At No Isolation we are committed to creating solutions that will help children stay connected to their friends and their education, regardless of circumstance. We’ve seen first-hand the devastating impact that loneliness can have on a child, and know that children that can’t attend school don’t just miss out on learning, they miss out on friendships too. Losing this contact during the early years developmental stages can be devastating, leading to anxiousness and an increase in feelings of isolation. This report sheds light on the hundreds of thousands of young people that may not be able to rejoin their friends in school, and it is vital that they don’t fall through the cracks. We plan to continue researching the impact of this unprecedented pandemic and driving the conversation around how we, as a nation, can ensure the mental wellbeing and educational development of those most affected.

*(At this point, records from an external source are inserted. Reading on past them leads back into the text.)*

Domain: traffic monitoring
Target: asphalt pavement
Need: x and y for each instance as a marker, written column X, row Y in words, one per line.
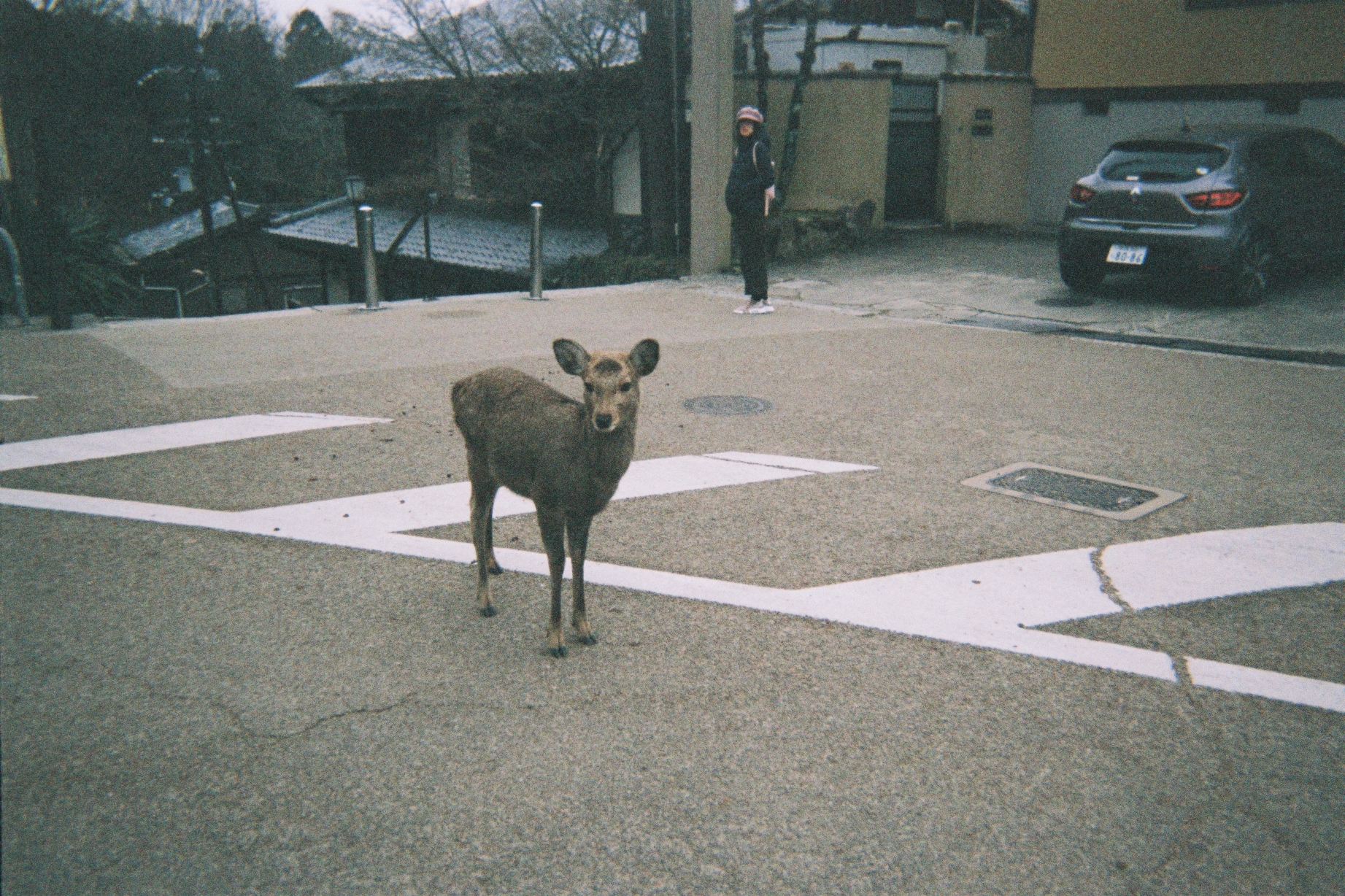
column 191, row 704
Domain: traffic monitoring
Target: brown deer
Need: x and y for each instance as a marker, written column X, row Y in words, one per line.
column 566, row 456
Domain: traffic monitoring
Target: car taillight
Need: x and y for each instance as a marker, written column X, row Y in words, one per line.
column 1215, row 199
column 1080, row 194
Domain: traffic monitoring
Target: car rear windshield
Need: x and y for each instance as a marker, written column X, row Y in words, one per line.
column 1163, row 162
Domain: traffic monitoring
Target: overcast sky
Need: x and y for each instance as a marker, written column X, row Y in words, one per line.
column 287, row 9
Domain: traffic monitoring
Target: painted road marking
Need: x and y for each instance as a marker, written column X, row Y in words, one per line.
column 994, row 604
column 116, row 443
column 450, row 503
column 1263, row 682
column 1188, row 568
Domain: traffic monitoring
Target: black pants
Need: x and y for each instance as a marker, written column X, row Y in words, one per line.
column 752, row 255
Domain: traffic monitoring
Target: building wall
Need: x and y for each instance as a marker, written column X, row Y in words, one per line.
column 984, row 150
column 842, row 140
column 1068, row 143
column 711, row 99
column 1148, row 43
column 922, row 51
column 625, row 178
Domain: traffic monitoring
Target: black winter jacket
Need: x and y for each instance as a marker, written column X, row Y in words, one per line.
column 752, row 174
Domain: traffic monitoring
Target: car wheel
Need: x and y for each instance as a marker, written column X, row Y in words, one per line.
column 1082, row 276
column 1249, row 280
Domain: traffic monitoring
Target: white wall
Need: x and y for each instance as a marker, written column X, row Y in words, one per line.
column 1067, row 144
column 923, row 51
column 625, row 178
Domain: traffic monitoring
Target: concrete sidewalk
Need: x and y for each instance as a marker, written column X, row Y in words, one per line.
column 190, row 708
column 1011, row 282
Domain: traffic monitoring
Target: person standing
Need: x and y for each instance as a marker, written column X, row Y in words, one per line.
column 748, row 196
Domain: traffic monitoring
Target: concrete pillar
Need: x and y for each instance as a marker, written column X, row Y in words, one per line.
column 454, row 156
column 711, row 96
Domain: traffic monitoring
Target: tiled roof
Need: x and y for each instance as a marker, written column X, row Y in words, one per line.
column 374, row 70
column 182, row 229
column 455, row 239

Loneliness has been found to have serious implications for both physical and mental health. People suffering from loneliness are 32% more likely to have a stroke and are 26% more at risk of early mortality. From No Isolation’s own research into the impact of school absence due to long-term illness, we have found that  children are particularly vulnerable to loneliness if they cannot attend school.

Researchers, Perlman and Peplau, define loneliness as a negative feeling, stating that a lonely person is experiencing a discrepancy between desired and actual social contact. Being socially isolated is not synonymous with being lonely, but there will often be a correlation between social isolation and loneliness. Though much empirical research on adults and adolescents shows a link between loneliness and depression, many studies have found that friendship-related loneliness is more explanatory for depressive symptoms among adolescents than parent-related loneliness. One possible explanation is that friends are the preferred source of social support during adolescence.

With that in mind, we should be both sad and alarmed by the high numbers of young people unable to attend school, and more so by the fact that we do not really know who they are or exactly why they cannot go to school. Research has shown that social isolation and loneliness often correlate with mental disorders, including depressive disorders, there are, however, options available for children and adolescents in the form of assistive technologies, enabling them to stay connected with education and their peers.

The provision of dedicated school staff, inspirational hospital schools, the use of avatars like AV1 that enable children to attend school remotely, are just a few of the ways that assistive technology and exemplary attitudes are helping children with long-term illnesses from becoming disconnected from essential social networks. There are also examples of individuals who are pushing to keep children from falling between the cracks and becoming invisible, such as Amy Dixon, who is running a petition that will do exactly that, bringing these issues to the attention of those who can make a real change. It is, and will be, thanks to these exemplary changes that more support is being offered to children that are virtually invisible across the UK at present.

However, not all children have the option to receive these kinds of provision. There are pockets of excellent practice driven on an individual and local level, but there needs to be systemic change at a policy level, to ensure everyone is supported.

Educational provision for children out of school due to illness appears to be something of a postcode lottery, with some families having to fight for 3 hours of home tuition a week, whilst others are offered 15 hours by default. This is thought to be, in part, due to the open statutory guidance which allows for flexible interpretation of government guidelines, as well as financial limitations schools and city councils face. To improve the lives and outcomes of this group of children, is to create a more accurate view and analysis. This can be done by joining up existing datasets, by asking better questions, and by building a model that predicts future numbers of children from falling outside of the system. This, in turn, will push the issue up the political agenda and drive much needed changes to statutory guidance. Most importantly, it would lead to more support for children that are seemingly invisible across the UK.